Securities Act and Exchange Act Disclosure Requirements
Generally, the Securities Act requires companies wishing to offer and sell securities in the United States to register the issuance with the SEC by filing one of a series of registrations statements or to comply with the requirements to deem the issuance exempt from such registration.
The Exchange Act requires companies to register classes of equity securities in order to list these securities on a national securities exchange in the United States. The Exchange Act also requires companies to make periodic filings with the Commission to disclose information about their business operations, financial condition and management.

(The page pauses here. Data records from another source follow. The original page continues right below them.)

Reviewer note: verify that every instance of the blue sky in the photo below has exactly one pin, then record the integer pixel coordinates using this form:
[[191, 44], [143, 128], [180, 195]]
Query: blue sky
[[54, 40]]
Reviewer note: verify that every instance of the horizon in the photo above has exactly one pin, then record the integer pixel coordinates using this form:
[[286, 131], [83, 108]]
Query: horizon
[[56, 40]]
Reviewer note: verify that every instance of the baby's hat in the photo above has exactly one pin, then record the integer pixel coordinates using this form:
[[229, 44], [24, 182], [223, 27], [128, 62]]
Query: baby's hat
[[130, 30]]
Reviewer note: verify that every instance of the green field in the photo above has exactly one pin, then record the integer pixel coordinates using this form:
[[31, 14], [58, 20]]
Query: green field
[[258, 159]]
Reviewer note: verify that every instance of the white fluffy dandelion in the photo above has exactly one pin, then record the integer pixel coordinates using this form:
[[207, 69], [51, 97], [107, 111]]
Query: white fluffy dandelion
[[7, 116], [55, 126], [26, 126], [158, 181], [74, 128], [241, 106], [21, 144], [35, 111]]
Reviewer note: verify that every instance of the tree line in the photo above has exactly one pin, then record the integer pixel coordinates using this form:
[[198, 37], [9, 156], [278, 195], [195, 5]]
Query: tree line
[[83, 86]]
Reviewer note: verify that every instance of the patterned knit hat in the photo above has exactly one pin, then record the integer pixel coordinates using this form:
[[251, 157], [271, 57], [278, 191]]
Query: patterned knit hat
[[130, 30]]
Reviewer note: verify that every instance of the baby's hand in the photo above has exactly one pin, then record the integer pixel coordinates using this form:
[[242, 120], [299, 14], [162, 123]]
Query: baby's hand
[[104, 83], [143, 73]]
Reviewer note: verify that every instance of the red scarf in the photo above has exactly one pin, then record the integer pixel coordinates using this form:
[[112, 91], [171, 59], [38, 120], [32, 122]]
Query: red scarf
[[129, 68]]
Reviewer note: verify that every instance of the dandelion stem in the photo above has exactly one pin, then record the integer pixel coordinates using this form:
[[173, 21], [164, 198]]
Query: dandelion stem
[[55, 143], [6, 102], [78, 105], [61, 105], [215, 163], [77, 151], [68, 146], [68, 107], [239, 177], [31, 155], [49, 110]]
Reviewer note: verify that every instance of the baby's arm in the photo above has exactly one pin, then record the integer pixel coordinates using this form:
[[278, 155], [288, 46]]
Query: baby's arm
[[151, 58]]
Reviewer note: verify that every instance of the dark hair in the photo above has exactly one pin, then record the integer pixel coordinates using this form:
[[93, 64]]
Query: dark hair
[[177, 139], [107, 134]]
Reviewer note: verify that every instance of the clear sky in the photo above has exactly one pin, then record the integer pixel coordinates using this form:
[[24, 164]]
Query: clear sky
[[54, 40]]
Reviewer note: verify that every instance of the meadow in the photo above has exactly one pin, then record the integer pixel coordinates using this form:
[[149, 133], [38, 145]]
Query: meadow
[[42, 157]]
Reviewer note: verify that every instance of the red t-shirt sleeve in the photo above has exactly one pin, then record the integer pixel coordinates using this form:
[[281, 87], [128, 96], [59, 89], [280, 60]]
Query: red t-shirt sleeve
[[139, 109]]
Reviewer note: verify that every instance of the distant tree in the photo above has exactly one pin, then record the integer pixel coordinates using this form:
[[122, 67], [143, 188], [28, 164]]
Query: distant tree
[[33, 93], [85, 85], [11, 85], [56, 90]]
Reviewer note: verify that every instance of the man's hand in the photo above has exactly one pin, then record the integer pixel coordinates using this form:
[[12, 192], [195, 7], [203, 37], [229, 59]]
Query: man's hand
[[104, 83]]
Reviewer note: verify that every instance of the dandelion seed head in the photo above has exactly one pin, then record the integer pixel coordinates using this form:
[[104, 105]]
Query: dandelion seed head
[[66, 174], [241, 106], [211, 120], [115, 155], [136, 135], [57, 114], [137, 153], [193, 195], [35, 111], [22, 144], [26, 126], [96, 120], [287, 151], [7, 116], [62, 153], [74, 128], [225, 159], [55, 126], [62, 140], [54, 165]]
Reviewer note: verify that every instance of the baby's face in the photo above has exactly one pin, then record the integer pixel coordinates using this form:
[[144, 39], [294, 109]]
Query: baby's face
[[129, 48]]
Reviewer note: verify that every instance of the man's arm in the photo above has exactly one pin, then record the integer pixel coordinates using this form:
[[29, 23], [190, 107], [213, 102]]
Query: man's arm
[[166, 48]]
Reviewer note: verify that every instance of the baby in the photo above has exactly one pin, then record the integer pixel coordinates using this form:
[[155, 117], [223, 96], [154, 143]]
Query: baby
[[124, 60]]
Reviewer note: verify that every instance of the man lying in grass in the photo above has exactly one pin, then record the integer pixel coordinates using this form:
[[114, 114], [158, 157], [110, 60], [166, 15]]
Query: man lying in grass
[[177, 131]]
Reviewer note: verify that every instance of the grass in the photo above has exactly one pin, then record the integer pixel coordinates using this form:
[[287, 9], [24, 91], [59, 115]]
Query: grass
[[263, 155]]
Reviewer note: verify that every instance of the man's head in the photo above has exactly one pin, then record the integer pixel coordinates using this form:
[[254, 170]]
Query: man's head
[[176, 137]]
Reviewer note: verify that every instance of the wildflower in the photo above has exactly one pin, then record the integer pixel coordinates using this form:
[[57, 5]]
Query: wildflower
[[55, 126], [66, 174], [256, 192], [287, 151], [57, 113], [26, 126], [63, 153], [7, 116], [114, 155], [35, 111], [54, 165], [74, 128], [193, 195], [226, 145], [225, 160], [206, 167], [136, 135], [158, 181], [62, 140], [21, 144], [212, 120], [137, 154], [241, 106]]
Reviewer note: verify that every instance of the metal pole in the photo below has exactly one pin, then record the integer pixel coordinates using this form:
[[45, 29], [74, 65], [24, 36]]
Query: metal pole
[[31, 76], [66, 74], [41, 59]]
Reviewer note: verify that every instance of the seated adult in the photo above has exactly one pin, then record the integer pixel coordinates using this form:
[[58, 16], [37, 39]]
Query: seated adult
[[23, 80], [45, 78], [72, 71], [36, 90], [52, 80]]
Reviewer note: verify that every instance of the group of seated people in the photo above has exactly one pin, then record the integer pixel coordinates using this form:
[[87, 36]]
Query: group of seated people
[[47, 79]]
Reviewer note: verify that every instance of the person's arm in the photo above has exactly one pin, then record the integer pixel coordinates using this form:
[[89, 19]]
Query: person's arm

Foreign private issuers registering to sell securities in the U.S. will be required to file a detailed disclosure form with the SEC on one of a series of forms prescribed by the regulations under the Securities Act. Depending on the nature of the issuance and to whom the securities will be offered, the level of disclosure will vary.
SEC Registration Statements Requiring Designation of “Agent for Service”
The name, address in the U.S. and phone number of an “agent for service” (as defined under section 230.100 of the General Rules and Regulation of the Securities Act) are required to be listed on the cover page of the following SEC registration statements:
- SEC Form F-1 - a foreign private issuer publicly selling securities for the first time in the U.S. will register the securities on SEC Form F-1. This registration form requires a higher level of disclosure than some of the other SEC registration forms.
- SEC Form F-3 – a short form registration statement used by foreign private issuers that have previously completed registered offerings in the U.S.
- SEC Form F-4 – a registration statement filed in connection with business combinations and exchange offers.
- SEC Form F-6 – used to register depositary shares evidenced by American Depositary Receipts.
- SEC Form S-8 – used to register securities issued to employees under an employee benefit plan.
In addition to receipt of legal proceedings, the agent for service is also required and authorized in the registration statement to receive notices and communications from the SEC.[i]
Unlike a contractual transaction, in which the terms of the agreement are likely to identify a fixed term of the agreement and term for the process agent, a foreign issuer is required to retain the process agent for an indefinite period of time for as long as the securities are registered.
Timing of Process Agent Appointment is Critical
As mentioned in prior posts, successfully coordinating the timing of the appointment of the process agent is critical. The timing of the electronic filing the registration statement via EDGAR (Electronic Data Gathering, Analysis, and Retrieval system) and for pricing the stock offering is very well orchestrated among the transaction parties. Therefore, the acceptance of the process agent at least a day in advance of the filing is prudent. While the acceptance of the process agent is one of the smaller matters on a pre-filing conditions precedent list, its importance should not be overlooked. Not having the consent of the process agent in advance of the scheduled submission date may cause a delay in the filing with the SEC resulting in serious consequences to all parties.
This article is provided for informational purposes only and should not be considered, or relied upon, as legal advice.